Twelve years ago, Pastor Kenneth Glasgow was in the midst of different forms of local outreach, extending himself to community members in an effort to provide education on local and national issues. While working on his own to stimulate change, he was approached by a friend who hosted a faith-based radio show to hit the streets and interview individuals live via cellphone as a weekly feature of the show. Glasgow then wandered throughout Dothan, Alabama interviewing anyone willing to speak with him. These lively and candid interviews brought about the inspiration to establish his very own internet radio station that strives to educate the youth on issues that are holding back positive change and progression, unite the Latino and Black community, and to promote liberal values within the conservative community.

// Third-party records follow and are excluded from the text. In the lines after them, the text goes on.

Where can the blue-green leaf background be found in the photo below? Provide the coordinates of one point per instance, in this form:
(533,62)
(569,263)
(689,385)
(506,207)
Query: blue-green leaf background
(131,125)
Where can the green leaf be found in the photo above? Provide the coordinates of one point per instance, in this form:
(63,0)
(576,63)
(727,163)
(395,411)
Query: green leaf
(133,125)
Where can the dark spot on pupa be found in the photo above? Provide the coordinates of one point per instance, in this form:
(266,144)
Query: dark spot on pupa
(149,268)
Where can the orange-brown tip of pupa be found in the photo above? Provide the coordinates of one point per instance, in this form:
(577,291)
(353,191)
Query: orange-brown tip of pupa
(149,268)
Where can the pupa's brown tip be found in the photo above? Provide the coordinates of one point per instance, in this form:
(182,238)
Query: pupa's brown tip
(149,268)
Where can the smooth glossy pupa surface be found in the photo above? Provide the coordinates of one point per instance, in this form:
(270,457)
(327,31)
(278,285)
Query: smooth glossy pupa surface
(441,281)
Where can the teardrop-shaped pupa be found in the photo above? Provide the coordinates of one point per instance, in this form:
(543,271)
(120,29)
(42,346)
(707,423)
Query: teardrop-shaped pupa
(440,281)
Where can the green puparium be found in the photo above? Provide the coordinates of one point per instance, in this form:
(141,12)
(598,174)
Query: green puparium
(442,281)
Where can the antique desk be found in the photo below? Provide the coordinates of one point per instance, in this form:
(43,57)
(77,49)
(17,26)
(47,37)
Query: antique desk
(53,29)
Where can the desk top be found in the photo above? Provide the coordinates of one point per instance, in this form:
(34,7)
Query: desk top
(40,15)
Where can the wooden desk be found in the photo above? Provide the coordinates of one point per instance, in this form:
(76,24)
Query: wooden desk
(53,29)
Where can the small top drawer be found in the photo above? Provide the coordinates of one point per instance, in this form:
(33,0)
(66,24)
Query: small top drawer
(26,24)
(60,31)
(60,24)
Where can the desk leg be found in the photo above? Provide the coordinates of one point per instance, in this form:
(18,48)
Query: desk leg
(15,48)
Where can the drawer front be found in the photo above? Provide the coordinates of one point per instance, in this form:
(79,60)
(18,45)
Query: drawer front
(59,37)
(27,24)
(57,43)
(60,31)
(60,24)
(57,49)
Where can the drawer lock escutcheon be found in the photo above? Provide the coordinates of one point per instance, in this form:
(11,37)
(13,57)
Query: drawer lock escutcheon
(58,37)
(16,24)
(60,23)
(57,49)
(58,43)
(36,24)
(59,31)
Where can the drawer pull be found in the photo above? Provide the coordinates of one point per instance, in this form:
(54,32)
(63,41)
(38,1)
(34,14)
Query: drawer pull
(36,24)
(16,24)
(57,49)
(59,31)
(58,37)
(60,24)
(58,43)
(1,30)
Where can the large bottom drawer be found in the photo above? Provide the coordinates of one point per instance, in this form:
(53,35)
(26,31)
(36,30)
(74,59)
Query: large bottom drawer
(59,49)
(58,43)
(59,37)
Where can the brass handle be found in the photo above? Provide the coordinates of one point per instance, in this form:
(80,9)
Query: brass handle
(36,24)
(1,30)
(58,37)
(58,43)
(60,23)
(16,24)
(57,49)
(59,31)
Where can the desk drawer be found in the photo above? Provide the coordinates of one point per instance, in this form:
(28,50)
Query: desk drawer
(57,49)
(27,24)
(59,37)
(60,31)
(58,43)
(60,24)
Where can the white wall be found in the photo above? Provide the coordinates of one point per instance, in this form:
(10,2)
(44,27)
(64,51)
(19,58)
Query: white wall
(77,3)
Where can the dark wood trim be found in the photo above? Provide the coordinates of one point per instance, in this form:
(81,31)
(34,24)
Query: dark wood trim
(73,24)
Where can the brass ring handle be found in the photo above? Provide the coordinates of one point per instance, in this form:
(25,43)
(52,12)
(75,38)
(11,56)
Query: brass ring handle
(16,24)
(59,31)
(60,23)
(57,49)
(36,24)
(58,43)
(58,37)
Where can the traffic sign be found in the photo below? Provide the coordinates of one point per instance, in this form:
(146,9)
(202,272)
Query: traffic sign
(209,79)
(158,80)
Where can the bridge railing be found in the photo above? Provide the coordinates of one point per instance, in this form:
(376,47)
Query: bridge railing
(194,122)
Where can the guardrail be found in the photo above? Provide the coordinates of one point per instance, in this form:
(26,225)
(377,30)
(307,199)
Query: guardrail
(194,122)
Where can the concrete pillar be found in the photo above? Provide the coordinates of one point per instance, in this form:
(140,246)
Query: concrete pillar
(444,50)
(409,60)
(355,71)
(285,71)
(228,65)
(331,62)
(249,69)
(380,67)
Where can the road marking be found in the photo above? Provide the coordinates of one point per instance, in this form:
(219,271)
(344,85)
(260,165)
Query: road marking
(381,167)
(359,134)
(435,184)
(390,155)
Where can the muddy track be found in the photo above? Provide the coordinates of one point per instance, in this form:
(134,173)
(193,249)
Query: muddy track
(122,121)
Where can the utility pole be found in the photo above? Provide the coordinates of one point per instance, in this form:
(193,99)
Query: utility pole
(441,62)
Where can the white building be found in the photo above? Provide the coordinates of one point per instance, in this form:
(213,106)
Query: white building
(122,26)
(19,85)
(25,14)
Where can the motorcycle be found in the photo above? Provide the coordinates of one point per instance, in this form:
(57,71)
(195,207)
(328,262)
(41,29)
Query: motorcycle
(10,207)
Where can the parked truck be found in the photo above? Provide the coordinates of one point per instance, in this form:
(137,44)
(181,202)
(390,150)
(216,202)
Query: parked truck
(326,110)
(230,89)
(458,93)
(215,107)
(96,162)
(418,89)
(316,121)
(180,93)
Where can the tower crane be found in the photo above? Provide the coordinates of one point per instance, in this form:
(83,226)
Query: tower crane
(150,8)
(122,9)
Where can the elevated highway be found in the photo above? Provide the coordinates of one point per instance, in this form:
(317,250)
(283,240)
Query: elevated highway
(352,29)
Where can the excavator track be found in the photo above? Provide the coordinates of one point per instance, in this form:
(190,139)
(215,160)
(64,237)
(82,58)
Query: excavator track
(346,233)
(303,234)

Pastor Glasgow appropriately named his new found organization The Ordinary People's Society or T.O.P.S. This is an organization composed of ordinary people who work to serve individuals just like them through discussions on important issues that lack proper attention in the national media, organizing local events and meetings, and other various methods of outreach. T.O.P.S. has gained quite a following since the days of live interviews held on the sidewalks of Dothan with about 1,500 daily listeners of his live web show which airs seven days a week from 6 am to 8 pm at In order to appeal to the entire community,  T.O.P.S. features extremely diverse programming-- news and talk shows involving race and prison reform, sermons, gospel music, music and talk shows in Spanish, political talk shows featuring Liberals and Conservatives, and more. The immense amount of “talk radio” that is featured on T.O.P.S. truly allows this station to shine and stand out amongst the Alabama's music oriented airwaves. Though Pastor Glasgow himself is an Evangelist, the religious programming includes all faiths as the ultimate goal is to promote open-mindedness, diversity, and coexistence. As previously stated, a major goal is to unite the Latino and Black community. Most are aware of the racial history of Alabama and Pastor Glasgow addresses this“stigma” that comes with the location of the organization, “You gotta realize that we're in Alabama. There is a stigma here. In two years of having our station on the air, the stigma, I believe-- I have no doubt, might not be broken all the way, but it sure will be diminished.”

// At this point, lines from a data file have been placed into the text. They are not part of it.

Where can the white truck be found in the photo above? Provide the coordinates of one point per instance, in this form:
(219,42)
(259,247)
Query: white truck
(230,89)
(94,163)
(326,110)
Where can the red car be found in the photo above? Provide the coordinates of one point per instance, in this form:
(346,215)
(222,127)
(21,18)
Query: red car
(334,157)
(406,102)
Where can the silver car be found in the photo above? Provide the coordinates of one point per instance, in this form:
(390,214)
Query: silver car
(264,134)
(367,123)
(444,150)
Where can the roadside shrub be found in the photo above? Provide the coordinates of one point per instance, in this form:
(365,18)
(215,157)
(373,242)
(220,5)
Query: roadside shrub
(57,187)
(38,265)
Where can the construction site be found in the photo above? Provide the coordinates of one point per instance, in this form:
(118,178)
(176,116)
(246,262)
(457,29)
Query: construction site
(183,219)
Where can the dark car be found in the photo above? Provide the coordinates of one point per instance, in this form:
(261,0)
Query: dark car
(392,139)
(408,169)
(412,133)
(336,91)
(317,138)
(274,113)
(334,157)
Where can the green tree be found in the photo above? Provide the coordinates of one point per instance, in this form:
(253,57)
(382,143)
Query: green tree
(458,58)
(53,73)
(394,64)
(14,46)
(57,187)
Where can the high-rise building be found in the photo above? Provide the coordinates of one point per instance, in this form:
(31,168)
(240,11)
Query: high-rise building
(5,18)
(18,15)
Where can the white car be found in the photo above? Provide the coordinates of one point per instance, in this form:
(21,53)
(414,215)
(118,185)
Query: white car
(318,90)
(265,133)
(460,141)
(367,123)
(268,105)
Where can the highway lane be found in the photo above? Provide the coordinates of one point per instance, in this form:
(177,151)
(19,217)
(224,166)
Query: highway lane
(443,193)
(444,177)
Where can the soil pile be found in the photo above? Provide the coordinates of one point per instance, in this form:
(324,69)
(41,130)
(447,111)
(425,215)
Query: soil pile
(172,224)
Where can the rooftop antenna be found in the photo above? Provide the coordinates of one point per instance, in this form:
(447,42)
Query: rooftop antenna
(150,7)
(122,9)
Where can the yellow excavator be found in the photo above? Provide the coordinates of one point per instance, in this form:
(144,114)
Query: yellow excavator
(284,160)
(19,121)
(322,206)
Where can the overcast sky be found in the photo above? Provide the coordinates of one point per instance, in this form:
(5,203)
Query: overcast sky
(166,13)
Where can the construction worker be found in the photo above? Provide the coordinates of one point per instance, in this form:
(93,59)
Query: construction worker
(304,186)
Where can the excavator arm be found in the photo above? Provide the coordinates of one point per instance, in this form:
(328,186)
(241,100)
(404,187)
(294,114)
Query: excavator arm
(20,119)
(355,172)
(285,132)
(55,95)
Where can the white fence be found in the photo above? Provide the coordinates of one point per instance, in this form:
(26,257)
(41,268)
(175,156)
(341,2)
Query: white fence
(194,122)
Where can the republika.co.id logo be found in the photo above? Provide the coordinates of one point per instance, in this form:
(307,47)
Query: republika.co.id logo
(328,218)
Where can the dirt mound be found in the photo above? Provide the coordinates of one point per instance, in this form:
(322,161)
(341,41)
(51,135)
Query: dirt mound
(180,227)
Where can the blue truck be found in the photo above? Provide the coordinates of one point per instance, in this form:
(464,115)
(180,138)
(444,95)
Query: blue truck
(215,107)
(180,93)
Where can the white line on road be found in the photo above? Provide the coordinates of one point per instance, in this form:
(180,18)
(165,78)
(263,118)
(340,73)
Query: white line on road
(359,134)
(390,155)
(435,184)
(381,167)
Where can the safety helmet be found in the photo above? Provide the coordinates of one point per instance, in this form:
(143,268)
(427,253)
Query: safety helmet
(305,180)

Like most organizations working to create a station, T.O.P.S. is facing a number of issues as they attempt to take the next big step of moving from the web and onto the airwaves. Finances, overall acceptance from the greater community, a larger following of strictly conservative individuals, and patiently awaiting the release of the rules and regulations of creating a LPFM station by the FCC are some of the challenges the organization is currently grappling with. Pastor Glasgow is not  discouraged however; he is also working to produce a radio station solely dedicated to reforming the Criminal Justice System. This branch off of T.O.P.S. is appropriately titled the Prodigal Child Project; more information on the goals and work of this organization can be acquired through the official T.O.P.S. website

With a Facebook page, a Twitter, two websites, and two blogs, one for individuals to express their thoughts and opinions and another that streams the actual radio show, the establishment, success, and domination of the web by T.O.P.S. is clear. For over a decade, T.O.P.S. has been creating a positive impact and continues to move in a positive direction. The expansion from broadcasting online to broadcasting on the airwaves will enable T.O.P.S. to reach a larger audience and bring about more change in the greater community. This move onto the airwaves allows T.O.P.S. to reach the many people in the community who still lack access to the internet.  Pastor Glasgow also sees the founding of a radio station as key in helping his station expand its reach in the local community and eventually nationwide.   Pastor Glasgow eloquently states his thoughts on the general lack of progression  and how his station will contribute to bringing about change throughout the country if and when his station goes nationwide, “People don't have access to information and then people are nonproductive. It's not so much that people are oppressive, but that people don't have access to information.”